I stomped on the brake at the same time fake Dr. Chen was trying to speed us up. The U-Haul swerved into the parking lot while the police cars came flying around us. The smuggler, who was trying to speed away, did his best to avoid us, but we sideswiped his truck, making him veer wildly. He smashed into the fence of the Snakes Alive petting zoo, tearing it from the ground.
All the fainting goats immediately passed out.
The smuggler’s truck then clipped the corner of the hyena paddock. A smart person would have realized the game was up and hit the brakes, but the smuggler was desperate and made a last-ditch effort to try to speed across the parking lot of Jerk-ee’s. The police cars cut him off and he lost control of his truck once more, crashing right through the grand entrance of the giant convenience store.

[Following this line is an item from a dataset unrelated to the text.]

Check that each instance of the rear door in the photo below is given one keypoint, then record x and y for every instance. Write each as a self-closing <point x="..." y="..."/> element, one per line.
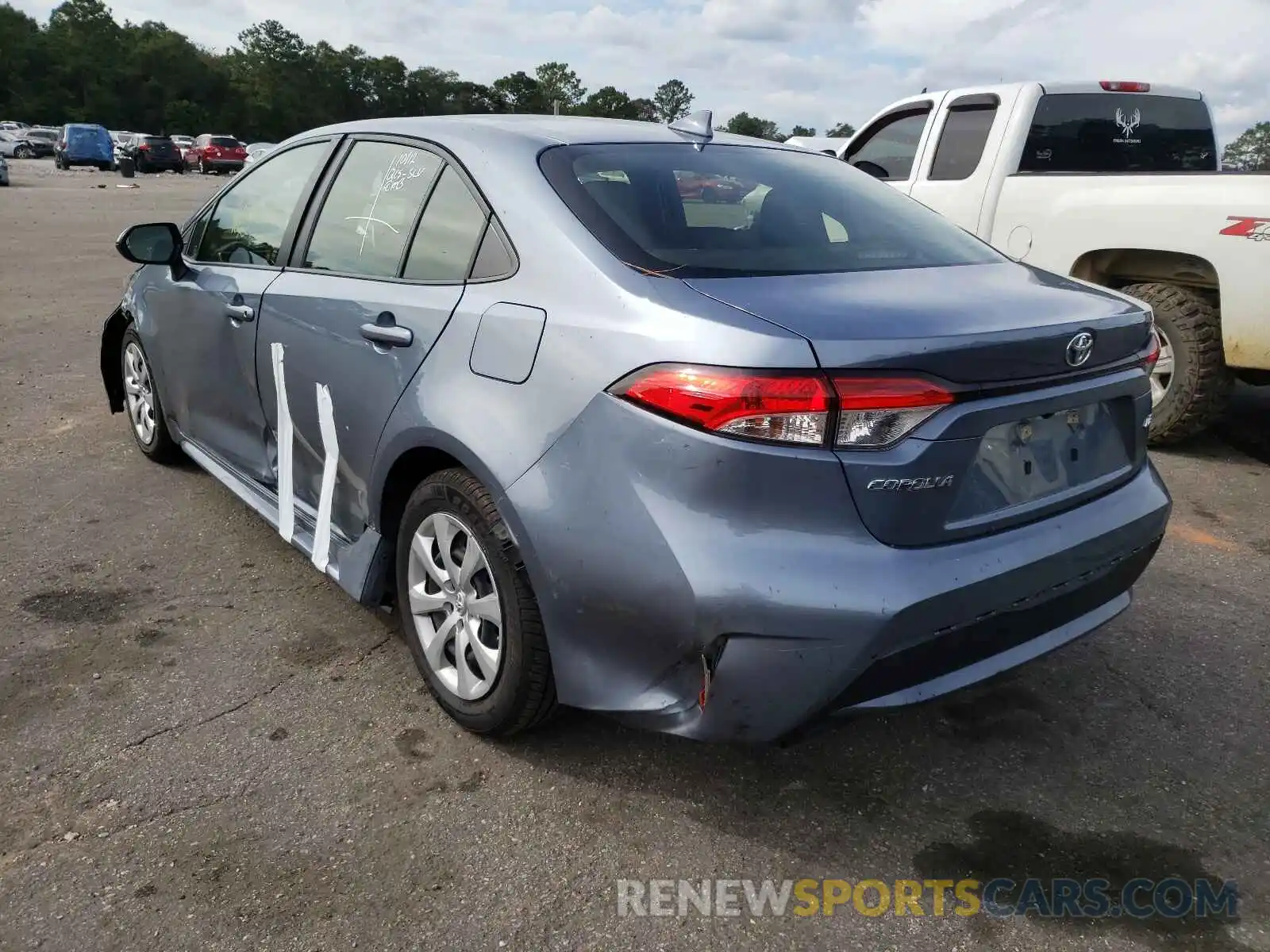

Despite the early hour, there were already plenty of customers at Jerk-ee’s. They fled for cover as the truck smashed through the front windows.
My own U-Haul stopped with far less fanfare, spinning out right by the petting zoo, where two dozen regular, non-fainting goats, and the single, ornery llama, had just discovered their freedom and were scattering into the parking lot. Before fake Dr. Chen could try to speed off again, I turned the truck off, took the keys, and leaped out.